Flüchtig ist man nicht, wenn man nicht zu Hause ist

Ein Asylbewerber, der ins Ausland überstellt werden soll, muss sich nicht permanent in seiner Wohnung bereithalten. Das Bundesverwaltungsgericht hob eine Entscheidung des Bundesamts für Migration und Flüchtlinge auf, die nach einem vergeblichen Abholungsversuch und einer Selbstgestellungsaufforderung den Mann als flüchtig betrachtet und die Überstellungsfrist verlängert hatte. Eine Flucht sei nur gegeben, wenn der Mann die Überstellung habe vereiteln wollen, was ein einmaliges Nichtantreffen in der Wohnung nicht suggeriere.

Asylbewerber kam nicht zur Abschiebung

Ein afghanischer Staatsangehöriger kam über Dänemark nach Deutschland und beantragte Asyl. Da er aber bereits in Dänemark einen Asylantrag gestellt hatte, musste er dorthin zurückgeschoben werden, um das Verfahren zu durchlaufen. Für diese Überstellung hatte die Ausländerbehörde sechs Monate Zeit, nachdem die Dänen dem Wiederaufnahmeersuchen zugestimmt hatten. Das Bundesamt für Migration und Flüchtlinge (BAMF) lehnte den in Deutschland gestellten Asylantrag des Mannes als unzulässig ab und ordnete die Abschiebung nach Dänemark an. Der Afghane wehrte sich dagegen vor dem Verwaltungsgericht Berlin. Kurz vor Ablauf der Sechsmonatsfrist scheiterte ein Überstellungsversuch, weil der Mann sich vorübergehend nicht in seiner Unterkunft aufhielt. Daraufhin bestellte ihn das BAMF am Tag des Fristablaufs um 7 Uhr 30 zur Abschiebung zum Polizeipräsidium - dort erschien er nicht, stattdessen war er drei Stunden später bei der Ausländerbehörde, um sich eine Grenzübertrittsbescheinigung ausstellen zu lassen. Das BAMF erklärte daraufhin den dänischen Behörden, dass der Asylbewerber flüchtig sei und sich die Überstellungsfrist um ein Jahr verlängere. Das Verwaltungsgericht Berlin hob die Entscheidungen der Behörde auf. Das BAMF scheiterte sowohl vor dem Oberverwaltungsgericht Berlin-Brandenburg als auch vor dem Bundesverwaltungsgericht.
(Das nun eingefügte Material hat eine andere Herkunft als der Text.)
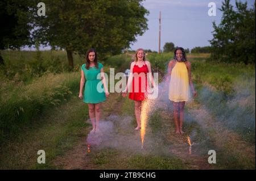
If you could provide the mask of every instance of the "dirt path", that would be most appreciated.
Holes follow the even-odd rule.
[[[72,150],[67,152],[64,156],[56,159],[54,165],[64,169],[111,169],[114,166],[111,163],[104,163],[102,165],[97,165],[95,161],[98,157],[105,159],[104,157],[108,156],[108,151],[110,151],[108,149],[110,148],[110,150],[113,149],[111,150],[114,150],[113,151],[114,152],[118,151],[116,154],[113,153],[112,151],[109,153],[110,155],[115,154],[115,159],[125,160],[124,163],[120,165],[115,165],[114,169],[127,168],[123,165],[126,164],[126,159],[136,154],[156,155],[170,154],[180,159],[185,169],[216,169],[214,166],[208,163],[207,160],[209,155],[205,148],[201,148],[200,145],[193,145],[192,154],[189,154],[189,146],[187,142],[188,134],[180,136],[174,133],[174,124],[171,119],[172,116],[170,103],[160,99],[158,100],[157,105],[160,108],[156,110],[160,117],[157,117],[155,121],[156,123],[160,121],[159,123],[161,128],[158,128],[156,132],[154,131],[154,127],[158,126],[152,123],[152,128],[151,128],[152,124],[148,123],[148,133],[145,136],[145,150],[142,151],[139,132],[134,132],[133,131],[135,125],[133,115],[123,115],[122,113],[123,104],[129,101],[130,100],[126,100],[120,95],[114,94],[103,104],[102,124],[108,128],[102,131],[104,135],[96,137],[96,139],[100,138],[101,140],[99,141],[100,144],[97,145],[96,143],[95,146],[91,146],[90,149],[93,153],[87,151],[88,139],[92,137],[89,134],[87,137],[81,138],[79,144]],[[131,104],[130,105],[133,106]],[[130,107],[130,112],[133,112],[133,107]],[[151,119],[151,121],[154,121],[154,117]],[[104,155],[102,156],[102,154]]]

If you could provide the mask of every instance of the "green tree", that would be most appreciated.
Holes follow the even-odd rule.
[[[213,23],[212,60],[255,64],[255,2],[252,8],[247,6],[247,2],[236,1],[234,10],[229,0],[222,2],[221,22],[218,26]]]
[[[191,53],[210,53],[211,52],[211,47],[196,47],[191,49]]]
[[[34,14],[33,36],[41,44],[65,49],[68,65],[73,53],[93,48],[101,55],[120,53],[147,30],[148,12],[142,0],[45,0],[46,16]]]
[[[175,49],[174,44],[172,42],[166,43],[163,47],[164,52],[173,52]]]
[[[25,45],[31,45],[30,31],[32,28],[29,21],[29,0],[2,0],[0,1],[0,50],[18,49]],[[0,64],[4,64],[1,55]]]

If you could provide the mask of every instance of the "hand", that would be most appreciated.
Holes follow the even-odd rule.
[[[196,92],[196,91],[195,90],[194,90],[193,91],[193,95],[194,96],[194,97],[196,96],[196,95],[197,95],[197,93]]]

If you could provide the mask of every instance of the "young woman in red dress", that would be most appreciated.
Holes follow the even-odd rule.
[[[142,48],[138,49],[136,51],[135,60],[131,64],[128,82],[122,94],[123,97],[125,97],[129,90],[129,99],[134,100],[135,114],[137,122],[137,127],[135,130],[141,129],[142,103],[147,99],[147,90],[150,82],[148,81],[152,82],[151,73],[151,66],[150,62],[146,60],[144,50]],[[148,77],[151,80],[148,80],[147,73],[150,73]]]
Asylverfahren muss in Deutschland durchgeführt werden

Mit Ablauf der Überstellungsfrist ist die Zuständigkeit für das Asylverfahren nach Art. 29 Abs. 2 Satz 1 Dublin III-VO auf Deutschland übergegangen. Die Voraussetzungen zur Fristverlängerung nach Satz 2 Variante 2 der Norm haben nach Ansicht des BVerwG nicht vorgelegen: Der Afghane war nicht flüchtig. Allein die Verletzung seiner Mitwirkungspflichten wie sein Nichterscheinen bei der Polizei oder seine Abwesenheit zum Zeitpunkt der Abholung rechtfertige nicht die Annahme, dass er die Überstellung habe vereiteln wollen. Seine Adresse sei der Behörde bekannt gewesen und er habe sich auch regulär dort aufgehalten. Außerdem sei er noch am Tag der vorgesehenen Abschiebung bei der Ausländerbehörde für die Grenzübertrittsbescheinigung vorstellig geworden. Eine Person sei nur flüchtig, wenn sie sich der Überstellung entziehen wolle. Dafür spricht laut den Leipziger Richtern das Ziel des Art. 29 der Dublin-Verordnung, nämlich möglichst schnell den Ort des Asylverfahrens bestimmen zu können. Daher sei die Ausnahme von der Sechsmonatsfrist eng auszulegen. Da nun Deutschland das Asylverfahren durchführen muss, ist auch die ablehnende Entscheidung seines Asylantrags aufzuheben. Das BAMF hat die Entscheidung erneut zu treffen.

BVerwG, Urteil vom 17.08.2021 - 1 C 38/20

Redaktion beck-aktuell, 10. Dezember 2021.